Essential metrics from yabeda-sidekiq displayed on a Grafana dashboard. Sorry, we had to redact names of classes and queues

Above are some metrics collected by yabeda-sidekiq and exported to Prometheus with yabeda-prometheus, represented on a Grafana dashboard. Let’s take a closer look at the size history by queue, and the 95th percentile of job execution times segmented by worker classes:

yabeda-sidekiq metrics in Grafana

Close-up on Sidekiq queue sizes history and average processing times by job type

The screenshot above shows business as usual: we frequently drain our queues, and that means we have enough capacity.

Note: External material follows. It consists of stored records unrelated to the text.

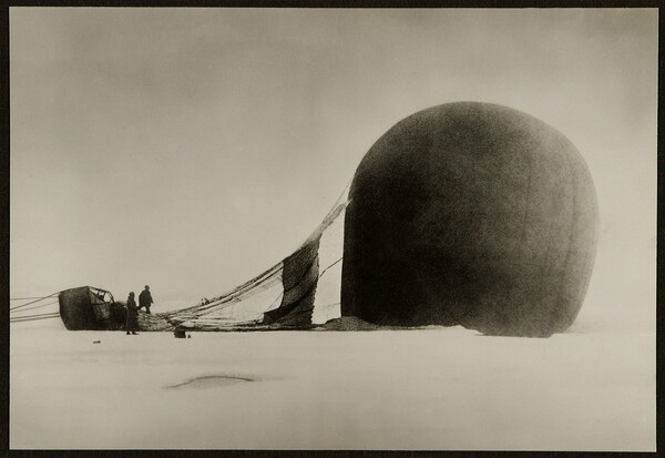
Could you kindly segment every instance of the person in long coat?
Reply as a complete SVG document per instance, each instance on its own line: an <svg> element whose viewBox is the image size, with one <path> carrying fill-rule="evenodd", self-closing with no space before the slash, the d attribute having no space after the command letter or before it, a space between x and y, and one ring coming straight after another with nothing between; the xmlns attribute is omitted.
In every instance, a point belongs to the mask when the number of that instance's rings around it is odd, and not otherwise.
<svg viewBox="0 0 665 458"><path fill-rule="evenodd" d="M145 312L150 313L150 306L153 303L152 295L150 294L150 286L145 285L145 289L139 295L139 308L145 307Z"/></svg>
<svg viewBox="0 0 665 458"><path fill-rule="evenodd" d="M127 297L127 335L133 334L136 335L136 328L139 327L139 309L136 308L136 301L134 301L134 293L130 293L130 297Z"/></svg>

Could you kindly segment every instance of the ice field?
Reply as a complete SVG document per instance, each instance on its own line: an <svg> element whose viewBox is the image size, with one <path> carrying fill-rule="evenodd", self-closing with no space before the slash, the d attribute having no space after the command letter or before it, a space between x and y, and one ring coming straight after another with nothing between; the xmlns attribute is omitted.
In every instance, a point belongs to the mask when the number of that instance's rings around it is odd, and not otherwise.
<svg viewBox="0 0 665 458"><path fill-rule="evenodd" d="M10 330L12 449L655 450L651 333Z"/></svg>

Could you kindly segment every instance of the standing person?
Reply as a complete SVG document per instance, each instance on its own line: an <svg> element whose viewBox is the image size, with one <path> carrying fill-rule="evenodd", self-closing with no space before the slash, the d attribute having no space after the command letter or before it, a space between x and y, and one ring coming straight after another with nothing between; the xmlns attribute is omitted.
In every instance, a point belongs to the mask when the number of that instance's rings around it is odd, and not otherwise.
<svg viewBox="0 0 665 458"><path fill-rule="evenodd" d="M152 295L150 294L150 286L145 285L145 289L139 295L139 309L145 307L145 312L150 314L150 305L152 304Z"/></svg>
<svg viewBox="0 0 665 458"><path fill-rule="evenodd" d="M136 328L139 327L139 309L136 308L136 301L134 301L134 292L130 293L127 297L127 336L130 333L136 335Z"/></svg>

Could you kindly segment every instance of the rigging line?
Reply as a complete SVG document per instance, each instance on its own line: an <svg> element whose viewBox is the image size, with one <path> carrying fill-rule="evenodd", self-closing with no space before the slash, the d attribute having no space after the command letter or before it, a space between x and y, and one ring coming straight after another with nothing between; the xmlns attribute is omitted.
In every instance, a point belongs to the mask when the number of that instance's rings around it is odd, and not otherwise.
<svg viewBox="0 0 665 458"><path fill-rule="evenodd" d="M53 304L58 304L58 301L53 301L53 302L50 302L47 304L35 305L34 307L22 308L20 311L12 311L11 313L23 313L23 312L33 311L35 308L41 308L41 307L45 307L47 305L53 305Z"/></svg>
<svg viewBox="0 0 665 458"><path fill-rule="evenodd" d="M49 318L58 318L58 315L41 316L41 317L38 317L38 318L30 318L30 319L18 319L18 318L14 318L14 319L10 319L9 323L24 323L24 322L34 322L34 320L38 320L38 319L49 319Z"/></svg>
<svg viewBox="0 0 665 458"><path fill-rule="evenodd" d="M338 263L338 262L340 262L341 259L344 259L344 256L341 256L339 259L335 261L335 262L334 262L332 264L330 264L328 267L324 268L324 272L321 272L321 274L319 275L319 278L320 278L320 277L323 277L323 276L324 276L324 274L325 274L326 272L328 272L328 269L329 269L330 267L332 267L335 264L337 264L337 263Z"/></svg>
<svg viewBox="0 0 665 458"><path fill-rule="evenodd" d="M40 302L40 301L43 301L43 299L48 299L48 298L50 298L50 297L53 297L53 296L54 296L54 295L57 295L57 294L60 294L60 292L58 291L58 292L55 292L55 293L53 293L53 294L50 294L50 295L48 295L48 296L40 297L40 298L39 298L39 299L37 299L37 301L32 301L32 302L29 302L29 303L25 303L25 304L17 305L17 306L10 307L9 309L10 309L10 311L16 311L16 309L18 309L18 308L23 308L23 307L25 307L25 306L28 306L28 305L35 304L35 303L38 303L38 302Z"/></svg>
<svg viewBox="0 0 665 458"><path fill-rule="evenodd" d="M23 319L23 318L32 318L32 317L35 317L35 316L45 316L45 315L57 315L57 316L60 316L60 313L59 312L50 312L50 313L45 313L45 314L13 316L13 317L10 317L9 319Z"/></svg>

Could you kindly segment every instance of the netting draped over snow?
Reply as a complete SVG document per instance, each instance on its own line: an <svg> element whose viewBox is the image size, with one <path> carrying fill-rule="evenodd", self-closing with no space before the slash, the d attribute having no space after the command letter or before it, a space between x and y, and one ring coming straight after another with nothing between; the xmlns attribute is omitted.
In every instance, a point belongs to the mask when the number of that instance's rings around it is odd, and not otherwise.
<svg viewBox="0 0 665 458"><path fill-rule="evenodd" d="M340 316L344 217L348 186L307 241L260 275L205 303L152 316L146 330L307 328Z"/></svg>

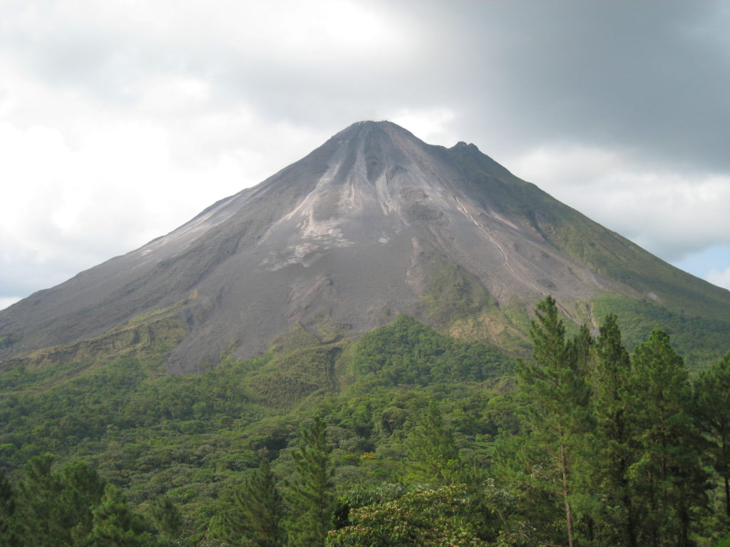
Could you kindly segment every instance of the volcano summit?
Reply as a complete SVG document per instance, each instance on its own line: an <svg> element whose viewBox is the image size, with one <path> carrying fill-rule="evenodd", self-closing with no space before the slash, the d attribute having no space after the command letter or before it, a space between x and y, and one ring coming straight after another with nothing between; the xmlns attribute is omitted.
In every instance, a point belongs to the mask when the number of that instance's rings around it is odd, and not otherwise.
<svg viewBox="0 0 730 547"><path fill-rule="evenodd" d="M0 359L49 348L79 358L95 340L123 344L122 333L153 341L162 318L174 325L167 364L176 371L225 352L255 354L297 325L356 335L401 314L515 349L527 310L548 294L576 322L595 325L607 302L620 301L627 313L730 331L727 290L474 144L432 146L389 122L360 122L166 236L0 311Z"/></svg>

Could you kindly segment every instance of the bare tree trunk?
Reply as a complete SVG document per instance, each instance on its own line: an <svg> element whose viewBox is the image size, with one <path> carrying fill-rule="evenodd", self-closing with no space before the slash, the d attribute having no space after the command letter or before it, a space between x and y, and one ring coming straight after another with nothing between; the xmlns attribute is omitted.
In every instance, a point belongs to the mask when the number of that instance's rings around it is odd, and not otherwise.
<svg viewBox="0 0 730 547"><path fill-rule="evenodd" d="M570 511L568 494L568 462L565 454L565 445L560 445L560 465L563 472L563 497L565 500L565 521L568 527L568 547L573 547L573 515Z"/></svg>

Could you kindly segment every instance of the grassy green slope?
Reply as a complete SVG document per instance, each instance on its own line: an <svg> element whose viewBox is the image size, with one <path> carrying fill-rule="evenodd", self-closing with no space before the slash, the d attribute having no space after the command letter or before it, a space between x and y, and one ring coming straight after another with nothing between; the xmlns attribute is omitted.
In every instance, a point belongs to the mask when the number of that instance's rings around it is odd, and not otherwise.
<svg viewBox="0 0 730 547"><path fill-rule="evenodd" d="M461 166L475 199L488 198L485 206L499 204L504 212L521 217L556 249L616 283L615 292L596 295L591 302L562 303L575 308L580 320L595 324L616 313L630 344L652 328L664 328L694 367L707 365L730 348L730 291L664 262L517 178L475 147L442 153ZM524 322L504 322L525 330ZM515 339L515 346L520 342Z"/></svg>

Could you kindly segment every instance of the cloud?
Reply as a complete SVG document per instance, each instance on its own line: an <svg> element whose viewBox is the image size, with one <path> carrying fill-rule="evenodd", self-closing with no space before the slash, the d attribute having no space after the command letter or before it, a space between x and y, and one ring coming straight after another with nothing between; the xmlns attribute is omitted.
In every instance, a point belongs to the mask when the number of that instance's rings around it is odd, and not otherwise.
<svg viewBox="0 0 730 547"><path fill-rule="evenodd" d="M713 268L707 274L707 281L730 290L730 267L722 271Z"/></svg>
<svg viewBox="0 0 730 547"><path fill-rule="evenodd" d="M730 175L655 170L615 151L541 147L512 171L607 228L675 262L730 244Z"/></svg>
<svg viewBox="0 0 730 547"><path fill-rule="evenodd" d="M364 119L474 142L665 260L728 243L719 1L6 0L3 12L0 296L169 231Z"/></svg>

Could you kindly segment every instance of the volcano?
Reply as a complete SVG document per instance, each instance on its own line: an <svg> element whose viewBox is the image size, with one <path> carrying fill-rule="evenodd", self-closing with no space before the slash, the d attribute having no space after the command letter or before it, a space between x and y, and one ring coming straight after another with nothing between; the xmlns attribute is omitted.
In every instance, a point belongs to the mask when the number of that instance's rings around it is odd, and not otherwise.
<svg viewBox="0 0 730 547"><path fill-rule="evenodd" d="M257 354L295 327L356 336L399 314L514 349L547 295L593 325L612 298L715 322L730 346L730 292L474 144L360 122L166 236L0 311L0 359L81 358L90 341L126 344L120 333L153 341L161 318L174 325L166 359L177 372Z"/></svg>

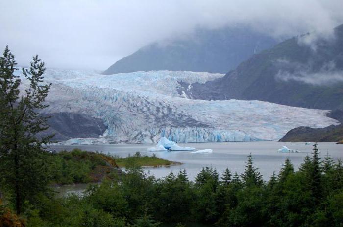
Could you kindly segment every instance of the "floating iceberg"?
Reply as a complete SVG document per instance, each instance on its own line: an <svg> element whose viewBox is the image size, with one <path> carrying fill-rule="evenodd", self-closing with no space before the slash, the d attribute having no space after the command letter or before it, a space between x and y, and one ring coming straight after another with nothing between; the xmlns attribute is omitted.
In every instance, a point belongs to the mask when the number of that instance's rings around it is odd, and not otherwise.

But if things ever go wrong (and they will, per Murphy’s law), we will notice it immediately:

Grafana dashboard showing a problem with Sidekiq

800K tasks in a queue signal a problem

From the picture above we can tell that we won’t be able to drain our queues even after a few days (as queue size decreased just slightly in the past 7 hours):

A close-up of a problem

A close-up of the problem: queues are not being drained in time

And our 95th percentile job processing time has increased to one minute (up to several minutes for some worker classes). Panic mode on.

Now it’s time to try scaling the amount of Sidekiq workers:

Scaling did not help

It seems that scaling made matters worse…

As we see on the screenshot above, scaling did not seem to help: job processing speeds actually went up after we added more workers.

However, we have enough data to investigate further, and we soon find out that the true reason behind the crisis is a single user who has amassed most of the jobs and it causes deadlocks on the database level.

Now that is a problem we can start solving!

Join the effort

We’ve been working on Yabeda for the past year, extracting solutions from the production code and putting them into a modular, extendable, open source framework. While the proof of concept is definitely reached, the API can still be refined, and your input would be invaluable. We do not recommend using Yabeda in production right away, but if you have a greenfield project that allows experiments—we would definitely like to know how smooth was the integration and what features, in your opinion, are still lacking. Feel free to open an issue in any repo listed under our organization.

The documentation is also very minimal at the moment: definitely enough for the first look, but we are willing to put more work on making it as accessible and beginner-friendly as possible. Hopefully, with your help.

For a quick jump-start introduction to Yabeda concepts, we recommend trying out a demo Rails application that comes in a Docker container: nothing beats reading the code and running an application.


We believe that a free, all-inclusive, one-stop solution for instrumenting and monitoring Ruby applications was long overdue and we cannot wait for the reaction from Ruby and Rails communities. Stars, issues, and PRs are welcome!